US Stocks posted another volatile week, but ended with gains after positive economic numbers reduced near term recession fears. The S&P 500 gained 1.9% and the Dow rose 1.6% for the week. Internationally, Japan dropped 2.3% and Europe jumped 2.1% for the week. Oil rallied as well ending the week up 5.8% at $47.96 a barrel. The yield on the 10-year Treasury, after hitting its lowest point since last January, ended the week lower at 2.66%.
The December jobs reported well outpaced expectations with 312,000 new hires. The unemployment rate rose to 3.9% from 3.7% as the labor participation rate increased. Wage growth was up 0.4% in December over November, more than expected and is up 3.2% from a year earlier. It’s the fastest pace of wage growth since 2008. October and November were also revised higher by a combined 58,000.

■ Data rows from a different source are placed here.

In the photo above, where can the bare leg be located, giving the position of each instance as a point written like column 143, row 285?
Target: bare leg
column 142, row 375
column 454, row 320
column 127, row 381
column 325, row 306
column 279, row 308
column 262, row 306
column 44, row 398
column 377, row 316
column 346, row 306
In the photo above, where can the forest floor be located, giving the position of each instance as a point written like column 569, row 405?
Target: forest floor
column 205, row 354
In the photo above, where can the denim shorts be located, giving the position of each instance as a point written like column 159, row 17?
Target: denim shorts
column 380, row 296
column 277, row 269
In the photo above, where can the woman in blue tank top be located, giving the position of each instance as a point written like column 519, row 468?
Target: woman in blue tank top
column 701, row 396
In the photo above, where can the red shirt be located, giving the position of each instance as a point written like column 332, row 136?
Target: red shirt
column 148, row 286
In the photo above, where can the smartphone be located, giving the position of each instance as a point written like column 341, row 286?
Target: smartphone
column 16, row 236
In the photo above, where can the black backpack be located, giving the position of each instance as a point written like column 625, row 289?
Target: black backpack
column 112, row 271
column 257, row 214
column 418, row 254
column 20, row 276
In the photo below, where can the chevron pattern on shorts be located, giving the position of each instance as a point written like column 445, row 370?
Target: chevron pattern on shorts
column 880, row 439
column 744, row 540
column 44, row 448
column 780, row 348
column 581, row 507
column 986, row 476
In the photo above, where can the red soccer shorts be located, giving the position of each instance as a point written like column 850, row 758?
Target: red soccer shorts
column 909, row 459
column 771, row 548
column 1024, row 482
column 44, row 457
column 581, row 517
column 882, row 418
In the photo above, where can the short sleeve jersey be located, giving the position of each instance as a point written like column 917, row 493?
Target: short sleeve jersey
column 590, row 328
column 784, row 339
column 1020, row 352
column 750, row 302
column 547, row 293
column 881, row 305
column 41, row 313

A gauge of Chinese manufacturing showed the sector contracted for the first time since May 2017.
Apple shocked investors cutting its quarterly revenue forecast for the first time in over 15 years for its fiscal first quarter driven by weakness from iPhone sales in China. The surprise revenue cut was another sign of potential weakness from China.
December manufacturing numbers from the euro zone were the weakest in more than a year and US manufacturing in December posted its largest one month drop in growth since 2008
US auto sales eased in December, but held steady for the full year with 17.3 million sales countering predictions the market would cool.
Fed Chairmen Powell said in a speech the Fed will be “patient as we watch to see how the economy evolves,” and they are “prepared to adjust policy quickly and flexibly” If needed. Half of investors believe the Fed will actually cut rates in 2019.
Bristol-Myers Squibb agreed to purchase Celgene for $74 billion combing two major pharmaceutical companies focused on cancer drugs.